Google Street – The Next Dimension of Maps & Its Legal Challenges
The USPTO (US Patent & Trademark Office) has granted and published Google’s trademark Street View with the registration number 4,382,267. Though this mapping service exists since 2007, the company filed for the trademark of Street View only five years later, which is June 2012 to be precise. If you are not aware of where you can go with this service, then you can take a look at the same to know that you can be your favorite destination virtually.
Well, Google filed the Street View trademark under two International Classes. The first one is International Class 039 that includes non-downloadable software to display geographic information, images of maps as well as mapped locations and interactive geographic maps. The other one, International Class 042 provides a website to display geographic information, images of maps as well as mapped locations and interactive geographic maps.Here – https://www.montreal360virtualtour.com/7-benefits-google-maps-street-view-business/ you can check out the benefits of google maps street view for your business.
Basically, Street View will show 360-degree views of cities, towns, monuments, historical buildings and more. Though Google Street View lets you take a virtual tour of your favorite destination from where you are, there are many legal challenges involved with the same. In 2010, some critics claim that this service introduced by the mapping application is a mere invasion of privacy. Today, we have listed the legal challenges for trademark that Google Maps’ Street View has faced till date.
Lawsuits faced by Google Street View
Notably, Google faced several lawsuits from various people and groups and this kept its advocates occupied for a considerable period that year. It faced nearly 60 lawsuits related to Street View from across the world of which almost half were criminal investigations. It faced 28 actions against the service of which 11 were from the US. To be precise, Google has faced bans and threatened bans in 23 countries.
Actions boil down to the right to privacy
Some lawsuits and litigations are related to the mapping service capturing pictures of their home and making the same public. On the other hand, some others take offense over the inadvertent collection of personal data. Basically, all these actions boil down to the right to privacy of individuals and are related to information that is made accessible publicly.
For instance, Aaron and Christine Boring from Franklin Park in Pittsburgh claimed that Street View captured photos of their home despite the signs on their driveway indicating that it is a private property. They sued the company for $25,000 and demanded that the photos of their house are removed from Google databases. And, a Pennsylvania district court found Street View car trespassing their private driveway to photograph the house and ruled in their favor.
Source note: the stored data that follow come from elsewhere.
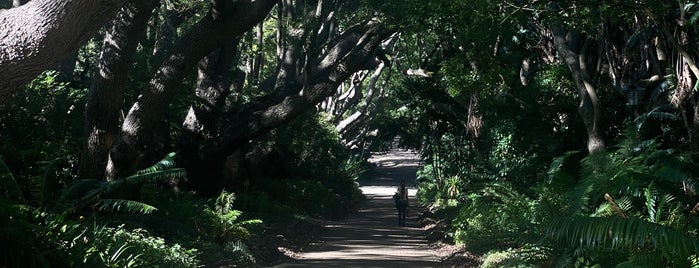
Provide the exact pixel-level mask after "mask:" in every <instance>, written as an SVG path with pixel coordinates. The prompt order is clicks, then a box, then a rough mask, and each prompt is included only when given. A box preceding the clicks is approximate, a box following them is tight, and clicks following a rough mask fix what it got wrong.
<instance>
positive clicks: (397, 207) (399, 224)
mask: <svg viewBox="0 0 699 268" xmlns="http://www.w3.org/2000/svg"><path fill="white" fill-rule="evenodd" d="M393 199H394V201H395V202H396V209H397V210H398V226H405V218H406V217H407V214H408V190H407V189H406V188H405V180H403V181H401V182H400V186H399V187H398V191H397V192H396V194H395V195H393Z"/></svg>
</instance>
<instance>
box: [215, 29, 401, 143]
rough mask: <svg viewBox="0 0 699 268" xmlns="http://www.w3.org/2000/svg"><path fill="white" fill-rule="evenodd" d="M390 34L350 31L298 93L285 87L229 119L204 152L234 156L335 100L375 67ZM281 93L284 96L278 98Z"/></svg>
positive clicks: (329, 50) (337, 40)
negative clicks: (301, 115)
mask: <svg viewBox="0 0 699 268" xmlns="http://www.w3.org/2000/svg"><path fill="white" fill-rule="evenodd" d="M391 34H392V30H390V29H388V28H386V27H384V26H382V25H376V24H368V25H364V26H361V27H354V28H351V29H349V30H348V31H347V32H345V33H344V34H343V35H342V36H340V37H339V39H340V40H337V42H335V43H334V44H335V45H334V46H333V47H331V48H330V49H329V51H328V53H327V54H326V55H325V57H323V58H322V60H320V61H315V62H316V63H317V65H316V66H315V67H314V68H311V70H315V71H312V72H310V73H308V74H304V75H303V76H304V77H306V78H307V80H306V83H304V84H303V85H297V86H298V87H299V88H297V89H294V88H293V86H295V85H286V87H287V88H283V89H280V90H278V91H277V92H275V93H272V94H271V96H268V97H267V98H265V99H264V100H261V101H258V102H254V103H251V104H250V105H248V106H247V107H245V108H243V109H241V110H239V111H237V112H234V113H232V114H229V115H227V117H226V120H227V122H228V124H227V125H226V126H225V128H224V129H223V130H222V133H221V135H220V136H219V137H218V138H217V139H215V140H214V141H212V142H209V143H208V144H207V145H206V146H205V147H204V148H203V152H204V153H206V154H212V155H218V156H221V155H226V154H229V153H231V152H234V151H235V150H236V149H237V148H239V147H240V146H241V145H243V144H244V143H246V142H247V141H249V140H251V139H254V138H256V137H259V136H261V135H263V134H265V133H267V132H268V131H270V130H272V129H274V128H276V127H279V126H281V125H283V124H285V123H287V122H289V121H291V120H293V119H294V118H296V117H298V116H299V115H300V114H302V113H303V112H305V111H307V110H308V109H311V108H313V107H315V105H316V104H318V103H320V102H321V101H323V100H324V99H326V98H327V97H329V96H332V95H333V94H334V93H335V91H336V90H337V87H338V86H339V85H340V84H341V83H342V82H344V81H345V80H347V79H348V78H349V77H350V76H351V75H352V74H353V73H355V72H357V71H359V70H362V69H364V68H366V67H367V66H368V62H371V63H373V65H374V66H373V67H376V65H377V64H378V63H377V62H376V61H377V58H376V54H375V53H376V50H377V48H378V47H379V45H380V44H381V42H382V41H383V40H385V39H386V38H388V37H389V36H390V35H391ZM369 66H370V65H369ZM307 71H308V70H307ZM280 92H284V93H285V94H281V95H279V93H280ZM272 96H273V97H272Z"/></svg>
Following the same, residents in Humboldt County in California got Google remove photos of their homes captured by the Google Street View cars.
Some lawsuits against Street View that were dismissed include the activities wherein the service captures photos of private homes, car license plates and people’s faces and making them private. The service lets anyone see the same and zoom in to it.
What Google has to say?
Well, Google argues that since the introduction of Street View in 2007, this mapping service is not violating any privacy-related laws and that many images that people demand to be removed can be found on the internet and other sites. For instance, it claims that the house of the Boring couple is found on the Office of Property Assessments in Allegheny County. Moreover, in response to the complaint filed by the Boring couple, the search engine giant stated that complete privacy is not possible in the current era that uses satellite-image technology.
Google admitted to have collected data
Following these, in 2010, Google Street View faced legal issues related to the invasion of privacy. It admitted that the service was using data-collecting cars that captured photographs of streets and had been recording private information of residents in the process by getting unencrypted Wi-Fi data such as MAC addresses (unique number of Wi-Fi routers) and SSID information (name of the Wi-Fi network). The company stated that this was unintentional and promised to delete the sensitive information.
To conclude, there is no conclusion to the legality of Street View. The answer to this ambiguous question is “it depends” and no one can come with a justification to the same.